The men in the slit trenches didn’t have a chance, did they? The panzers went straight for them, driving over them and then turning a bit, and crushing them under the tracks. And the mines did nothing. They weren’t even useful as rubble—the panzers ran right over them. By afternoon, the battle in Frank’s immediate vicinity was over, and he was stranded in his little pocket. The sniper nearby, Courtney, was shot and probably dead—Frank could see him stretched across the dry hillside, unmoving, making no noise. The wounded always made noise. The others, if they were alive, were as quiet as mice, just like Frank, waiting for darkness. He hoped that the Stukas would decide he wasn’t worth strafing, but he had chosen this indentation in the hillside with that very thing in his mind—they could not see him from above or behind or in front, only from below, and now there was nothing going on below. The Germans had moved on, leaving a horrifying mess of armor and bodies strewn across the pass. Frank took out his compass. Eisenhower had been at Sidi Bou Zid that morning, which was certainly where the panzers were headed. Sidi Bou Zid was east-southeast. There was another town, Frank remembered—maybe it was T-something—he had heard it spoken of but of course could not read the Arabic of the name. At any rate, it was north-northwest. Frank put away his compass, then settled into his pocket, and waited for the sun to drop and the stars to blaze forth. The moon was almost full, but it didn’t rise until nearly midnight. Frank guessed he had about four hours to get somewhere.
BY THE TIME
the newsreels had shown the parade of prisoners after the Dieppe Raid, Rosanna and everyone else knew that Julius was dead, so they didn’t have to search the faces of the passing soldiers for a face that they knew. After the Battle of the Kasserine Pass, though (“Another fiasco!” insisted Walter. “Those German boys had been fighting for years, so they sent American boys right off the farm to take it on the chin!”), they did not know where Frankie was, only that he had been in the division, the brigade, and the company that was right in the thick of it, the very tank-and-infantry brigade that had allowed itself to be lured into the trap and destroyed. They knew Frankie was a sniper; that was their only hope, but it didn’t seem like much of one. When she saw the newsreel in Usherton,
Rosanna prayed, but thought, Well, if they capture him, they are in for a few surprises. It was a pleasant thought, although it didn’t last very long. However, only two days after the newsreel, they had a letter. Frankie had been in the battle, but, suspecting that the Germans would come back after destroying the tank brigades and the infantry emplacements to mop up outlying sitting ducks, he had retreated into the mountains (“Pretty dry and hot. I didn’t get far in the middle of the day”) for three days. Fortunately, once Rommel had won the battle, he called the operation off (“I guess he thought he’d done us in,” wrote Frankie), and so the Americans were able to regroup. Even so, there were thousands of casualties, and their commanding officer, Fredendall, had been relieved of his command (“Big stink,” said Frankie). Rosanna was of course thrilled that Frankie had turned up—alive, more than alive, perfectly fine and his usual self. She even baked him a batch of gingersnaps, boxed them up, and sent them off—gingersnaps because they traveled the best, and were often better on arrival after weeks in the mail. She didn’t really think they would get to him, but anyone in the army who might open them and eat them along the way would deserve them, she thought.

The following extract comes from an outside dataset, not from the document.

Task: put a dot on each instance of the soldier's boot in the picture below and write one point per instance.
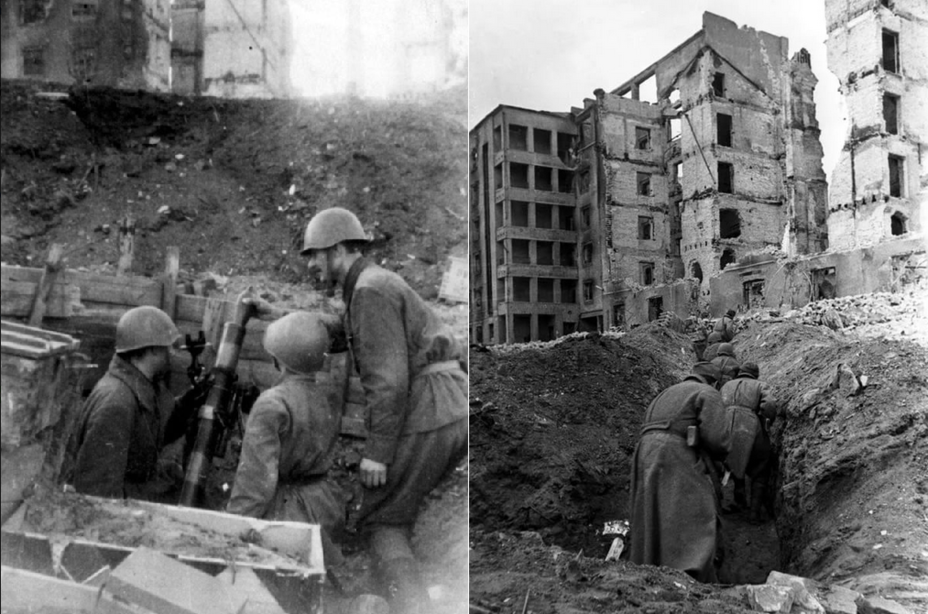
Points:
(402, 585)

Walter swore that he had never had any doubt that Frankie would turn up—didn’t he always? And he had been worried that Frank would be punished for leaving his unit, but maybe that’s what snipers were supposed to do. And he was promoted—he had picked off a German mortar team all by himself. Now he was a corporal. Walter said, “I hope that doesn’t mean he’s in charge of anything.” But he was, according to Frankie. He was in charge of five snipers.
With the letter, he enclosed a picture of himself and a kid named Lyman Hill, whom Frank had known in Missouri and Ohio, and who had not gone over with them earlier, so hadn’t been in the battle. Frank expected there to be another battle soon. Rosanna read this line over and over: “We are going to go after those Jerries any day now, and me, I can’t wait.” Then he wrote, “Love, your son, Frank.” He had never replied to the letter in which Rosanna told him about Julius. Rosanna didn’t know whether she wanted him to have gotten that letter or not, because she didn’t know whether a sense of one’s mortality was a good thing or a bad thing in a soldier. In the meantime, her brother Gus had joined up, and what was he doing? He was lying in the bellies of airplanes as they bombed the German industrial
cities (though Rosanna didn’t know which ones). He was supposed to take pictures showing whether or not the bombs hit their targets. He had stopped writing home, according to Granny Mary, because he didn’t want his wife, Angela, to count on his return. Angela had taken to her bed and was talking about going back to stay with her family in Minneapolis, which Rosanna thought would be a good idea.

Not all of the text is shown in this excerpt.